Daí porque a lenha é tão importante para o pobre, para aquele que só pode dispor do combustível vegetal para acender seu fogão e nele cozinhar seu feijão com toucinho, seu cozido de preá, qualquer alimento que possuir. Mas seja o que for que coloque na panela, certamente a comida ficará infinitamente mais saborosa que a preparada em fogão a gás, seja ele o mais chique e caro que exista.
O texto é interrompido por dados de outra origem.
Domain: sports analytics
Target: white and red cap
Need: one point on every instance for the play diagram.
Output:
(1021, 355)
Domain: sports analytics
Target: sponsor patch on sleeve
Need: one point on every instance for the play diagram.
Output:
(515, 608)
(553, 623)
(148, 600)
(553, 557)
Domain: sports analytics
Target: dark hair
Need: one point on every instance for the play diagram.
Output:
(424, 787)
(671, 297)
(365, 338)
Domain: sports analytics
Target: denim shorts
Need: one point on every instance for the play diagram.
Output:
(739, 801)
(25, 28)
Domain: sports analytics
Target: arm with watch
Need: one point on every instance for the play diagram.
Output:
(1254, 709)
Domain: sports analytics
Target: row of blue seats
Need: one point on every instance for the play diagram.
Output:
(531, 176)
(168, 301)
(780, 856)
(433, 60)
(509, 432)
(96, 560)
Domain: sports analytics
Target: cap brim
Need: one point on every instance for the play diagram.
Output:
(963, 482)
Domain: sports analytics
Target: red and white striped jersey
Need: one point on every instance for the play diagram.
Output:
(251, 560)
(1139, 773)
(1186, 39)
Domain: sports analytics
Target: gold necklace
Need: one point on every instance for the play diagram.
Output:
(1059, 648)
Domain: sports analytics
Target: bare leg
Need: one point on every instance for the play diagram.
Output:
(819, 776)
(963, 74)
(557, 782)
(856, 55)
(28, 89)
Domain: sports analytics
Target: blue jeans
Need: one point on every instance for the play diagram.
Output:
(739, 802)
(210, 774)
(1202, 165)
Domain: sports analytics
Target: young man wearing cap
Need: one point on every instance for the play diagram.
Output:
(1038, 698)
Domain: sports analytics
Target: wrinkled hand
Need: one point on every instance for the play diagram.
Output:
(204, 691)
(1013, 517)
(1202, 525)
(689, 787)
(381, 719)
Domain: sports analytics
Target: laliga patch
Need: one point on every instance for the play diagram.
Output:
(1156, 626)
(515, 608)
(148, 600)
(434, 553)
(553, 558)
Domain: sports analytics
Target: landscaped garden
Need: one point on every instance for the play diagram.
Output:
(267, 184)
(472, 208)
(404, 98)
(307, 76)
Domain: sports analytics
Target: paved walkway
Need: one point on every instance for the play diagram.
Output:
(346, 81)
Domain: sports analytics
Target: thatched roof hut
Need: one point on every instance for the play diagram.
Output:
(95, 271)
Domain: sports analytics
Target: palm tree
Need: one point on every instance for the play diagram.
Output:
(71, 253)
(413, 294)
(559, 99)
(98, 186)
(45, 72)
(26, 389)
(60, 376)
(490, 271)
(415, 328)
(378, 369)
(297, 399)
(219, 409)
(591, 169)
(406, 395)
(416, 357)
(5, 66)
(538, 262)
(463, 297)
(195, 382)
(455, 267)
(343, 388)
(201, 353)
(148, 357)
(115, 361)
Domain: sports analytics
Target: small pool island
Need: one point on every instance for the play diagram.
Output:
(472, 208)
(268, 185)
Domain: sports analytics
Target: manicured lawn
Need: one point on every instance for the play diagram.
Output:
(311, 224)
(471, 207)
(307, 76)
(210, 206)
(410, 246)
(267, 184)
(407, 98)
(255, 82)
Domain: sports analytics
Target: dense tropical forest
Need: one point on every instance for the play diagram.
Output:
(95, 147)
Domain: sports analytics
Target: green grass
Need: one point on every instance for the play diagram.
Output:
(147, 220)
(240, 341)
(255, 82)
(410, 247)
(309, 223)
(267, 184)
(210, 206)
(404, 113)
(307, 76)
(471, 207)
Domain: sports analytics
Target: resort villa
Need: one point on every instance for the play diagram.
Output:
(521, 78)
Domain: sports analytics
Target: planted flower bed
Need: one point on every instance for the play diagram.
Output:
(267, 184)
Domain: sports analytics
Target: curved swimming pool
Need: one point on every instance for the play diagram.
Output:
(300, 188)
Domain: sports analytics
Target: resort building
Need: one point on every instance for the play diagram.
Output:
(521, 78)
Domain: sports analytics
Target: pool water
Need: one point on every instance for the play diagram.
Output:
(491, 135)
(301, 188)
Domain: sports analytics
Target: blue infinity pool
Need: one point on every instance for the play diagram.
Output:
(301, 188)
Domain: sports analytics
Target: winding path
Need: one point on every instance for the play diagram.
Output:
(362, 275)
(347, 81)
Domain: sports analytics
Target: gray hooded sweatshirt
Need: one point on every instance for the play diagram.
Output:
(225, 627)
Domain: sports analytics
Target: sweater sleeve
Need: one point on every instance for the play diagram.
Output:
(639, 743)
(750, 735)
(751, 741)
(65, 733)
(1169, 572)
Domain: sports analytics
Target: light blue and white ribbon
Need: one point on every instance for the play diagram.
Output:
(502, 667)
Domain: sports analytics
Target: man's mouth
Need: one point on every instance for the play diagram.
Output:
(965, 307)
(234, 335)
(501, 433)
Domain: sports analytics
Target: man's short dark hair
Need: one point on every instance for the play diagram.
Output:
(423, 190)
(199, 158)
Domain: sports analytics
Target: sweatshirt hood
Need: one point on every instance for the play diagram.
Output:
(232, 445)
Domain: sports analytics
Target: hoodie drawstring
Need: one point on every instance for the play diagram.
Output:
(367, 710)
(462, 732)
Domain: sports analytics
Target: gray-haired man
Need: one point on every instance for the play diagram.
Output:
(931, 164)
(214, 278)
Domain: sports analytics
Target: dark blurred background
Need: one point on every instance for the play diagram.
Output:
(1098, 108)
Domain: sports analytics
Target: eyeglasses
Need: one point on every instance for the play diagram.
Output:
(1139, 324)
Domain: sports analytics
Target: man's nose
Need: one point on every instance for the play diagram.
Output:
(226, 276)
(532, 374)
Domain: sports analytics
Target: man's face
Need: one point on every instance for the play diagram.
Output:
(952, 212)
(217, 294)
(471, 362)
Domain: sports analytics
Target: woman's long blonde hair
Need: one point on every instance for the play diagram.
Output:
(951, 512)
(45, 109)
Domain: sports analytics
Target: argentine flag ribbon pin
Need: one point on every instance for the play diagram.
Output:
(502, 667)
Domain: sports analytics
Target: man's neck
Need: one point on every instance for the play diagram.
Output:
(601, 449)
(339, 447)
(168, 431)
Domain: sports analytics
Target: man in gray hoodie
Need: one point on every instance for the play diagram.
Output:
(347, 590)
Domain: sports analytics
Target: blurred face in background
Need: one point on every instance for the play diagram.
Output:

Tem-se, assim, que nas moradias dessas carentes famílias não pode faltar lenha, e de jeito nenhum. Como moram próximos ou mesmo ao lado da mataria tudo fica mais fácil, pois basta que alguém vá até lá e procure a madeira adequada para a chama e o braseiro. Adequada porque não adianta madeira verdosa nem tronco largo. Madeira pra fogão tem de ser lenha mesmo, ou seja, aqueles pedaços ressequidos pelo sol, pequenas toras de árvores mortas que se espalham pelo chão, gravetos maiores.
Geralmente as famílias mantêm um estoque de lenha em local protegido da chuva. A cada dia, basta seguir até ali e pegar um punhado e depois acender o fogo. Mas se de repente faltar? Ora, se de repente faltar alguém vai ter de catar lenha nos arredores, na mataria. E é bom que faça isso logo antes que comece a chover. Caiu chuvarada e a lenha fica imprestável.
Por isso mesmo que ao sair no quintal e olhar para as nuvens carregadas, em tempo de despejar meio mundo de água, a mulher logo grita para o marido ou o filho: “Corre, corre que vai chover e não tem lenha!”.